Angoka’s solution allows drone or autonomous vehicle operators to generate multiple unique identities to prevent spoofing and offers an end-to-end encrypted communication system for these moving devices to interact with the infrastructure – an unmanned aircraft system traffic management (UTM) system or a road traffic management system, for instance.
“It’s like having a multi-channel virtual private network (VPN), but on a lower level within the stack – and much more secure: a VPN will always allow you to trust anyone into a given pipeline, whereas our solution forces you to authenticate yourself every time you're sending something in the pipeline,” Razak explained.
Angoka Involved in Six UK-Based Smart Mobility Projects
With 30 employees across three locations – Belfast, London and The Hague, in the Netherlands – Angoka has received between £3m and £4m of grants and raised £2.7m of private equity funding.
It has participated in several start-up programs, including the National Cyber Security Centre’s (NCSC) Cyber Accelerator, Seraphim Space Camp, Yes!Delft, TechNation Cyber 2.0 and Zenzic’s and Plug and Play’s Connected and Autonomous Mobility Scale-Up Programme.
More recently, Angoka has been involved in many UK government-funded initiatives, including three on drone control and three on autonomous driving.
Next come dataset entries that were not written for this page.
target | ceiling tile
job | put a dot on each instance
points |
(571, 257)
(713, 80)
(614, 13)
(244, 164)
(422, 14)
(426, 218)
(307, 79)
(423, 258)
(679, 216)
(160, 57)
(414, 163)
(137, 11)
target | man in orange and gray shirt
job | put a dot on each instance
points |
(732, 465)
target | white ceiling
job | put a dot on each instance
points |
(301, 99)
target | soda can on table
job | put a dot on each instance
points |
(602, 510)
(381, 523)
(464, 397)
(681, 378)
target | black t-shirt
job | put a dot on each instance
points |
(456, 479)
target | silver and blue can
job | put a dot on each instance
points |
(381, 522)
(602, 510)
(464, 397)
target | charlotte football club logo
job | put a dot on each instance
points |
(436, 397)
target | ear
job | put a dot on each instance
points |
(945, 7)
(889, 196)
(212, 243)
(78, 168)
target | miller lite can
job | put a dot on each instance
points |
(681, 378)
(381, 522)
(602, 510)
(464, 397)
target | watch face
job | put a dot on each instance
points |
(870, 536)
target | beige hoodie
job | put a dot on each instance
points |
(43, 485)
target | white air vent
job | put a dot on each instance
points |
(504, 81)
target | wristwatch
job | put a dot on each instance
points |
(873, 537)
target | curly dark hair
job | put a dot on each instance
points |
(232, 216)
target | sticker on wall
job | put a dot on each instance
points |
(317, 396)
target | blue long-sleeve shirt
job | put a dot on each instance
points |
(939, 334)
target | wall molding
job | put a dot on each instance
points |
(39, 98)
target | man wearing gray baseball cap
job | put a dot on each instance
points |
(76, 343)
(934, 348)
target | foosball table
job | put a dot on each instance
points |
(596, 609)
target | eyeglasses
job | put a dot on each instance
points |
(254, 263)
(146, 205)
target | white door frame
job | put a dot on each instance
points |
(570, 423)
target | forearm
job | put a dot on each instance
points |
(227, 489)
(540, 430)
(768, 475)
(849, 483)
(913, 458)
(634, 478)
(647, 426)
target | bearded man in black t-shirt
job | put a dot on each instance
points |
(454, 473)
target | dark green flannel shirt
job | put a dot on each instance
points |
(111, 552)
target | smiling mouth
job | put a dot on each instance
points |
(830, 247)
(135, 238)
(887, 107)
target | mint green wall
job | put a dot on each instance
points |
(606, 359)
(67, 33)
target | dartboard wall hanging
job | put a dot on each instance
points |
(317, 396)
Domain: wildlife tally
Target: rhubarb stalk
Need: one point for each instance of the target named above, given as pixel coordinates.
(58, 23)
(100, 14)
One of them, ServCity, has been led by Nissan and Hitachi in Sunderland since 2020. Its objective is to create a control network for teleoperating trucks from a factory’s loading bay, far from the buildings, to the landing bay, inside the building.
Another, Project Skyway, kicked off in 2022. It aims to build Europe’s largest drone corridor – 170 miles from the north to the south of England. It involves eight partners, including BT and Altitude Angel, a UTM provider.
Razak explained: “The idea is that multiple commercial drones can fly through this superhighway simultaneously for medical deliveries, search and rescue missions and protecting CNI. While I don't see drones being used for your day-to-day logistics, like ordering something from Amazon to your home, I think they are a great opportunity for these critical use cases.”
Read more: Drones Contain Over 156 Different Cyber Threats, Angoka Research Finds
If the pilot phase is successful, BT and Angoka will market, in a joint venture, a secured control system for drone operators to embed in commercial, off-the-shelf drones.
Expanding to Asian Markets
Angoka is also working with the UK Civil Aviation Authority (CAA) on several projects and has an advisory role in delivering the refreshed Airspace Modernisation Strategy (2023-2040), published in January 2023.
The start-up plans to launch a comprehensive report on the drone security threat landscape in September and organize the second edition of Advanced Air Mobility: Future Challenges & Opportunities, Northern Ireland’s first drone summit.
“We’re also looking to hire more people and get to 50 employees by the end of the year,” Razak said.
The final priority for the start-up’s leadership team is expansion: “Angoka means ‘encryption’ in Japanese – and we’re now focused on expanding our activities in Asia, starting with Singapore and Japan.”
Their collaboration with Nissan and Hitachi could help achieve this.